You are easily wrong, his life unfortunately was still not in danger yet..the last thing you wanna do is take someone’s life away when you are still in your car an can drive away.

starboy

The law in Florida doesn’t require you to drive away. What he is doing here is a forcible felony and a person may use lethal force in self defense.

Divemedic

This is not a crystal clear case and certainly if the guy behind the camera were Black, the prosecution (and the judge) would have been less likely to give him the SYG benefit of the doubt. Studies have shown SYG works more often to the benefit of whites.

str8voyeur

Embryology is Science

A member of the party of science ™ has spoken:

Post conception:

  • Day 21 and 22: Single heart tube and pericardial cavity forms
  • Day 23: Heart tube grows rapidly, forcing it to fold on itself
  • Day 25-28: Atrioventriculobulbar loop, common atrium, atrioventricular canal, early embryonic ventricles all form
  • Day 28: Heart begins to beat, ventricular septum appears as a small ridge in common ventricle
  • Day 29: Pulmonary veins form
  • Day 31: Atrioventricular node develops
  • Day 33: Tricuspid and mitral valves form
  • Day 34: Sinoatrial node develops
  • by Day 35: Four-chambered heart forms
  • Day 42: Coronary arteries and Inferior vena cava form

They can’t agree on what constitutes a man or a woman, and they ignore well understood science, but they claim to be the party of science.

Nuclear Blundering

Putin warned NATO that threatening the integrity of Russian territory will result in a nuclear response. He accused NATO of nuclear saber rattling, which the linked article is denying.

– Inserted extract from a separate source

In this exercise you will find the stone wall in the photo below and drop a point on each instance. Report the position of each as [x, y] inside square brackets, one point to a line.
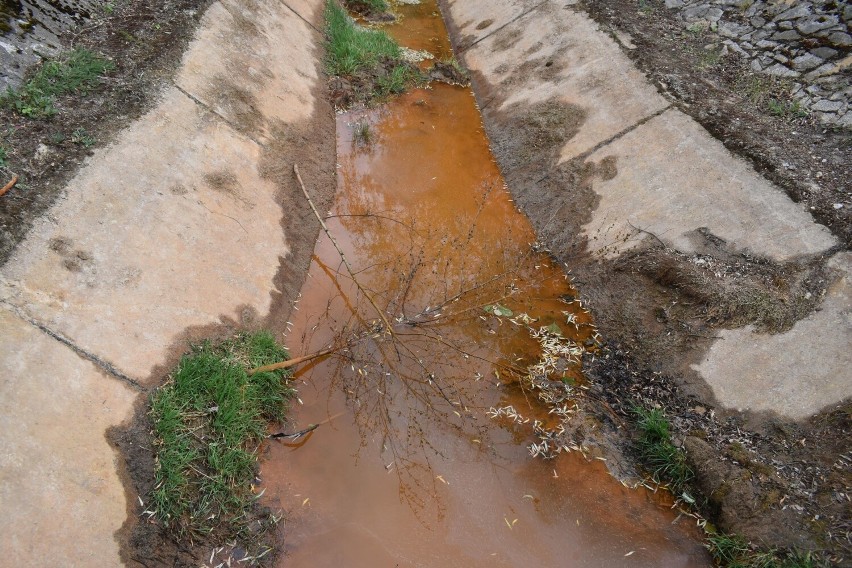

Biden responded to Putin’s statement by antagonizing Russia even further. “No one threatened Russia and no one other than Russia sought conflict,” Biden said. Except that is false.

Biden alluded to the US using nuclear weapons before when he advised Putin not to use nukes now, saying: “Don’t. You will change the face of war unlike anything since World War II.”

Not that the F35 is certified to carry nuclear weapons, the US raised Russian concerns by basing B61 bombs in the UK, joining the 150 B61s already in the European theater.

The MSM is excited at the prospect as Biden claims Putin is bluffing.

Emperor Poopypants is going to blunder us into a nuclear exchange over a nation that the US has no national interest in, beyond the grift enjoyed by government officials.

Dead Laptop

I’m typing this post on my phone. My laptop is a Dell that I bought in April of 2020. I started having problems with it about 2 weeks ago. The battery charge level was falling even though it was plugged in. I got a low battery warning and the “unrecognized charger” warning.

I ordered a new charger and that seemed to fix it.

For about a week. Then it began again. The battery level would drop even when plugged in. Eventually it said 0%(plugged in) even after charging all night.

The computer finally died and won’t restart. I ordered a new battery. It is supposed to be here today. I hope that fixes it. There were some files on there that I hadn’t saved to the home server that I don’t want to lose.

At any rate, blogging will resume when I have a computer.